Questions: Item Selection and Item Pool Development for Tests
5 questions to test your understanding
Score: 0 / 5
Question 1 Multiple Choice
A test developer selects the 20 items with the highest discrimination indices from a pilot pool of 60 items and declares the test complete. What is the most significant problem with this approach?
ATwenty items is too few — reliability requires at least 40 items
BUsing only the top discriminating items may produce a test that covers only a narrow slice of the construct, violating content validity
CDiscrimination indices are not meaningful until the final test is assembled
DHigh-discrimination items are typically too difficult for most test-takers
Item selection is constrained optimization, not simple maximization. Selecting purely on discrimination ignores the content blueprint: if the top 20 discriminating items all happen to assess the same sub-domain, the test has high internal consistency but poor content validity — it measures some of the construct very reliably and ignores the rest entirely. Good item selection maximizes reliability within the binding constraint that each specified content area is adequately represented. Option A is a common intuition but not a universal rule; test length is a function of reliability goals and content requirements, not a fixed minimum.
Question 2 Multiple Choice
An item on a medical licensing exam has a p-value of 0.97, meaning 97% of test-takers answered it correctly. What does this tell you about its contribution to the test?
AIt is an excellent item — all examinees answered it correctly, confirming mastery of this content area
BIt contributes almost nothing to reliability because it produces virtually no variance — nearly everyone passes it regardless of true ability
CIts discrimination index will be high because most examinees got it right
DIt should be removed only if it also has low face validity
Reliability is driven by variance in item scores across test-takers. When 97% answer correctly, the item produces almost no variance — it cannot distinguish among test-takers because nearly everyone passes it. A discrimination index measures correlation between item score and total score; with near-zero variance on the item, that correlation will be near zero as well. The item is statistically useless for measuring individual differences. Note: very easy items can serve other purposes (reducing anxiety, serving as warm-up) but should not make up the majority of a test designed to reliably differentiate among candidates.
Question 3 True / False
An item that every test-taker answers correctly contributes nothing to the reliability of the test.
TTrue
FFalse
Answer: True
True. Reliability — the proportion of score variance attributable to true differences between people — depends on items that produce variance in scores. If every test-taker answers an item correctly (p-value = 1.0), that item has zero variance. Zero-variance items cannot correlate with anything, including the total test score, so their discrimination index is zero. They contribute no information about individual differences and do not improve reliability. They may still serve other purposes (e.g., gauging absolute mastery of a critical safety item), but they are statistically inert for reliability purposes.
Question 4 True / False
The goal of item selection is to maximize the average discrimination index across most selected items, regardless of other considerations.
TTrue
FFalse
Answer: False
False. Item selection is constrained optimization: the goal is to maximize reliability (which discrimination indices contribute to) *within* the requirement that each content area specified in the test blueprint meets its item quota. A purely statistical approach that ignores the content blueprint would sacrifice content validity — the test might be internally consistent but measure only a narrow part of the intended construct. Additionally, item difficulty distribution matters: an overly narrow difficulty range reduces the test's ability to differentiate across the ability spectrum. Discrimination is one important criterion, not the sole objective.
Question 5 Short Answer
Why must test developers write an item pool two to three times larger than the final test, rather than writing exactly the items they intend to use?
Think about your answer, then reveal below.
Model answer: Because item properties cannot be predicted before pilot testing. Some items will turn out too easy or too hard (p-values near 0 or 1), producing little variance and low discrimination. Others will be ambiguous, poorly worded, or biased against subgroups — problems that only emerge when real test-takers respond. A large pool provides enough candidates in each content area that after eliminating poorly performing items, sufficient high-quality items remain to fill the content blueprint without compromising difficulty distribution or reliability.

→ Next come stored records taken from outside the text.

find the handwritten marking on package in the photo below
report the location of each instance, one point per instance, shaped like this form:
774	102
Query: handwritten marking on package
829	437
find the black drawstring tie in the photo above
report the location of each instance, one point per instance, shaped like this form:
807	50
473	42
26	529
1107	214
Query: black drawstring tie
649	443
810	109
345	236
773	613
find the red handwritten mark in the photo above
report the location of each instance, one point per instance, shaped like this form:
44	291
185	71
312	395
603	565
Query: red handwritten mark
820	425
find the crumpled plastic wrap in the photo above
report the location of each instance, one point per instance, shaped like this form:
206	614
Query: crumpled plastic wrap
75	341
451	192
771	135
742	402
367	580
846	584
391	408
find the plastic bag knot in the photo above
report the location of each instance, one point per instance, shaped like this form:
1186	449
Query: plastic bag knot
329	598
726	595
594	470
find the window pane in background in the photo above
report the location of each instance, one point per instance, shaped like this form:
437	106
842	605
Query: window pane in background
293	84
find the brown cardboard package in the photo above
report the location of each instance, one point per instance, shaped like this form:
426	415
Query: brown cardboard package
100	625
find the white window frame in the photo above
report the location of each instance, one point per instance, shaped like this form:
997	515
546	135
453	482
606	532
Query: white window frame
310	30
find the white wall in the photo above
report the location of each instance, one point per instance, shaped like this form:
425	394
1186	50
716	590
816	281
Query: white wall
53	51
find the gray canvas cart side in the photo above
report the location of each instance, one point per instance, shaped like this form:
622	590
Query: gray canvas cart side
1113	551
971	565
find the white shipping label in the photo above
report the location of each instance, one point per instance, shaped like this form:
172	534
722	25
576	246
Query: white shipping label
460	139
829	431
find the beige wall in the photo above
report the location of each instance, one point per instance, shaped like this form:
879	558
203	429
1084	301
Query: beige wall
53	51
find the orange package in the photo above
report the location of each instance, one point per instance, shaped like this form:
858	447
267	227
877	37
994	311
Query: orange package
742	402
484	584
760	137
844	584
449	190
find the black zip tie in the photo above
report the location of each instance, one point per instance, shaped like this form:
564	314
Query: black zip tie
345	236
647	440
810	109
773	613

The item pool exists to absorb attrition. Pilot testing is the quality control step that reveals which items work as intended. If you start with exactly the items you plan to use and several fail psychometric criteria, you either have to use weak items (harming reliability) or leave content areas undercovered (harming validity). The pool provides redundancy: for each content specification, you want multiple viable candidates so that statistical filtering still leaves adequate coverage.